When the noodles started coming out, the dragons ate together in a big circle around the fire, while dragonboys gathered at a smaller fire to exchange thread and needles as they took up a long list of repair jobs. Cuzo and Hussey earned respect by rolling up their sleeves and tackling some of the worst joboquin work. Ralf, the sole boy from the 145th, had been trying to keep as much of the unit's kit from disintegration as possible, but ten dragons were too much for one pair of human hands to take care of, and the joboquins had frayed badly.

The dragons finished off their rations and took themselves to their tents. The 145th had no tents, but Kesepton had had the foresight to bring extra supplies. With a bit of ingenuity, they raised tents of some description for everyone. Relkin saw that Jumble was bedded down, then headed up to the tent he shared with Bazil.

The Broketail was already stretched out on a bower of branches and reeds gathered from the swamp.

"Jumble is a good wyvern. Young, but he willing to learn."

"I think so."

"Just hope he is good with sword."

"Yeah," sighed Relkin. "I hope so, too."

"Also hope boy can cope with two dragons."

"Likewise, my friend."

 

Chapter Twenty-Five

In the Baratan swamps, the hush of night lay over Gideon's Landing.

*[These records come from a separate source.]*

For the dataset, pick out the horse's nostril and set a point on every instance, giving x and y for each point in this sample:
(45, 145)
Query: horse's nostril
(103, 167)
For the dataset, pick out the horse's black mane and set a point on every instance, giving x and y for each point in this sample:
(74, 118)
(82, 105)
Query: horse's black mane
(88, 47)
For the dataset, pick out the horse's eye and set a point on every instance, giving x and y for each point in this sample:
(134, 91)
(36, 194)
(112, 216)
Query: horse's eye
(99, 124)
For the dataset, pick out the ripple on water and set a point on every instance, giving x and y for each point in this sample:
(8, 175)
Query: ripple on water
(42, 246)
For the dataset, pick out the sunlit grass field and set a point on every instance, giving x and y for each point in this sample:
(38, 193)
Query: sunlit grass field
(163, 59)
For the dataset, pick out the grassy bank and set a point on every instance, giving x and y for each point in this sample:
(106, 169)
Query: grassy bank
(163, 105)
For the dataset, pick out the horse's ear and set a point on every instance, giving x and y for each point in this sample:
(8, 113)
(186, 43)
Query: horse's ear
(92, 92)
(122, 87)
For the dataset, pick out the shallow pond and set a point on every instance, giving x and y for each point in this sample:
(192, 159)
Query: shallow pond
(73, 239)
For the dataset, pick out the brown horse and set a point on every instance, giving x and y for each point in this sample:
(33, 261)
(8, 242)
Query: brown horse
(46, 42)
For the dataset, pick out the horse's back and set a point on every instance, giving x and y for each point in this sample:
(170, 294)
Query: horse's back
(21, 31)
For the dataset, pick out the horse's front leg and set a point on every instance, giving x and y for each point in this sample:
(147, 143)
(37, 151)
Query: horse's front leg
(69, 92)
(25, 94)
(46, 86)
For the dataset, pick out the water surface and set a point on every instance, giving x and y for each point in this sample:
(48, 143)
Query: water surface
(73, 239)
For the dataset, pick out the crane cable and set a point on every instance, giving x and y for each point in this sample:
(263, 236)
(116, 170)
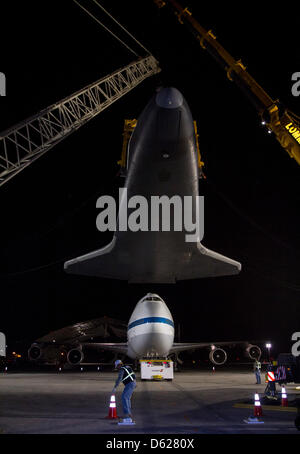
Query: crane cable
(123, 28)
(106, 28)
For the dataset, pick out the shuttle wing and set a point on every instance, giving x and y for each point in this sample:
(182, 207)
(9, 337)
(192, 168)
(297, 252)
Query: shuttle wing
(114, 262)
(206, 263)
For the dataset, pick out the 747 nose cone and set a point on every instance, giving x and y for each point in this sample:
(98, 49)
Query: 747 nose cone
(169, 98)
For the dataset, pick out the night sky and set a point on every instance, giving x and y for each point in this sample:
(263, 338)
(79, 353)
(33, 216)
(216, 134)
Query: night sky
(252, 190)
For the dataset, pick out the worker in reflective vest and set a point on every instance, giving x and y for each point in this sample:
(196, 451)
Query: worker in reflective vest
(127, 376)
(257, 369)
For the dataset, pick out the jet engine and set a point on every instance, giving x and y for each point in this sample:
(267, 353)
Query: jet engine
(75, 356)
(218, 356)
(253, 352)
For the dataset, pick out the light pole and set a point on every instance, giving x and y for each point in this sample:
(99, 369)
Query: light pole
(268, 346)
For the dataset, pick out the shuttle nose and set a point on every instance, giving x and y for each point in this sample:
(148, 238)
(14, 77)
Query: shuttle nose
(169, 98)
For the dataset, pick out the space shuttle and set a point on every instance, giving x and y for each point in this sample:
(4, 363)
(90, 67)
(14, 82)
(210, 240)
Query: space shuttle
(162, 160)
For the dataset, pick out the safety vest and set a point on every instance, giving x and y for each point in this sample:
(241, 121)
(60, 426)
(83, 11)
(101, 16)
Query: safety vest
(130, 375)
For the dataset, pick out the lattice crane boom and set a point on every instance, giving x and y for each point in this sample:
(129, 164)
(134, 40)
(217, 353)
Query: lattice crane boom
(25, 142)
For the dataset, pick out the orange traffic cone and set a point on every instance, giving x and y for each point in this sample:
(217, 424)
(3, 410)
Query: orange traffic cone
(284, 401)
(257, 406)
(112, 414)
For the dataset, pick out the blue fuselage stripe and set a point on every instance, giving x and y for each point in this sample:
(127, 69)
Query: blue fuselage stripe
(141, 321)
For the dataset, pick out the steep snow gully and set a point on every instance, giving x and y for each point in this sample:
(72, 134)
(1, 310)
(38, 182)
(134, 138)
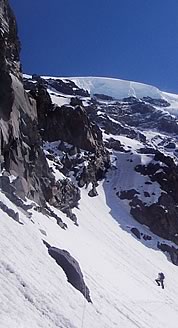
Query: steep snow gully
(118, 269)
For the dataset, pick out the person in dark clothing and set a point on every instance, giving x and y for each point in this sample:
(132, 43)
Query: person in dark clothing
(160, 279)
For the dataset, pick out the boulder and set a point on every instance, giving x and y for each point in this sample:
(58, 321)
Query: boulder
(71, 269)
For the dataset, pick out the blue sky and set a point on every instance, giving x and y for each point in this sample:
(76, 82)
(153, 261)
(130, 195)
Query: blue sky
(129, 39)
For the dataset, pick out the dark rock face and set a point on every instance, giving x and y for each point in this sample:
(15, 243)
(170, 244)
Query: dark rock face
(71, 269)
(21, 143)
(21, 152)
(68, 123)
(161, 217)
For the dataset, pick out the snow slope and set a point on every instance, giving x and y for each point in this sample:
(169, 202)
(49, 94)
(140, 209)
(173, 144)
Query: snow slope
(118, 269)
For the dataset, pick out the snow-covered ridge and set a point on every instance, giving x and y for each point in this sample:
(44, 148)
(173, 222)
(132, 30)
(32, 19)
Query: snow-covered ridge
(117, 88)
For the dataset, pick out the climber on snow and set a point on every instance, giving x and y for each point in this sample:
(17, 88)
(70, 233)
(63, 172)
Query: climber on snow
(160, 279)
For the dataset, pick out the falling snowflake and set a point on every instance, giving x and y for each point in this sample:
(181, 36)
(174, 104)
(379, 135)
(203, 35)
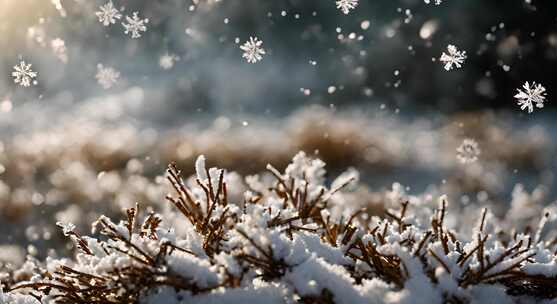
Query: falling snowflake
(167, 61)
(107, 76)
(24, 75)
(346, 5)
(59, 49)
(532, 95)
(252, 50)
(67, 228)
(108, 14)
(454, 57)
(468, 151)
(135, 25)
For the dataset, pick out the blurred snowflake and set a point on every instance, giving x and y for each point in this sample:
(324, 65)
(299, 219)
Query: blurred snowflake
(454, 57)
(135, 25)
(468, 151)
(59, 49)
(167, 61)
(252, 50)
(24, 75)
(67, 228)
(107, 76)
(346, 5)
(532, 95)
(108, 14)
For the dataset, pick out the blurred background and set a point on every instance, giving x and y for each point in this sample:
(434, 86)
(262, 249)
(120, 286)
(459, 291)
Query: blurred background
(365, 90)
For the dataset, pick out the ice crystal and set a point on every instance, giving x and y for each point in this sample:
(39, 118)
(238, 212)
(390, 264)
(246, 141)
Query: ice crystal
(468, 151)
(167, 61)
(135, 25)
(107, 76)
(454, 57)
(346, 5)
(67, 228)
(252, 50)
(108, 14)
(24, 75)
(532, 95)
(59, 49)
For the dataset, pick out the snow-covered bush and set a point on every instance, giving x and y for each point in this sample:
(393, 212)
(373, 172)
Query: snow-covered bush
(291, 238)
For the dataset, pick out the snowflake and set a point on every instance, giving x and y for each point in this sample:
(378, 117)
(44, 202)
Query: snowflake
(468, 151)
(252, 50)
(167, 61)
(346, 5)
(135, 25)
(532, 95)
(59, 49)
(106, 76)
(454, 57)
(108, 14)
(24, 75)
(67, 228)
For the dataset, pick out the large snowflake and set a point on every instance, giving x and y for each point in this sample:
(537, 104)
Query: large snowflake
(135, 25)
(453, 57)
(23, 74)
(346, 5)
(108, 14)
(533, 94)
(253, 52)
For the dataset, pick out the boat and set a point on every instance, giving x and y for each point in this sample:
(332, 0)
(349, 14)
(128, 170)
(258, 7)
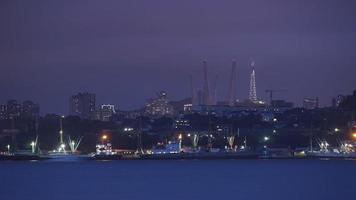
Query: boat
(346, 149)
(173, 151)
(62, 153)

A single light showed, from an office on the second floor, where many an officer had worried the night away poring over maps of the Lower Argo swamps. All around were set up Legion tents, rows of white rectangles, ghostly in the moonlight.

This night it was the Bea Third Regiment, under Commander Hugo Fesken, that was asleep in and around the inn and its outbuildings. The smaller boats had been pulled out onto the river-bank while the main ships were moored out in the stream. A guard of twelve men was on watch, two together on the dock, five on the south perimeter, and four on the north, plus one more perched on the roof of the stables. There was also the presence of Gideon's guard dogs, Fang and Brown, both young and keen of hearing. Sergeant Kemster placed the sentries himself and assured himself that the perimeter was tight before he turned in.

In the office on the second floor Commander Fesken and the pilot for the fleet, old Hundswide, were going over the charts together. Fesken, recently promoted because of the plagues, was young, ambitious, and somewhat anxious about his command. Old Hundswide wasn't a completely reassuring sort either. He'd seen too many young officers with arrogant airs and ignorant ways when it came to the river.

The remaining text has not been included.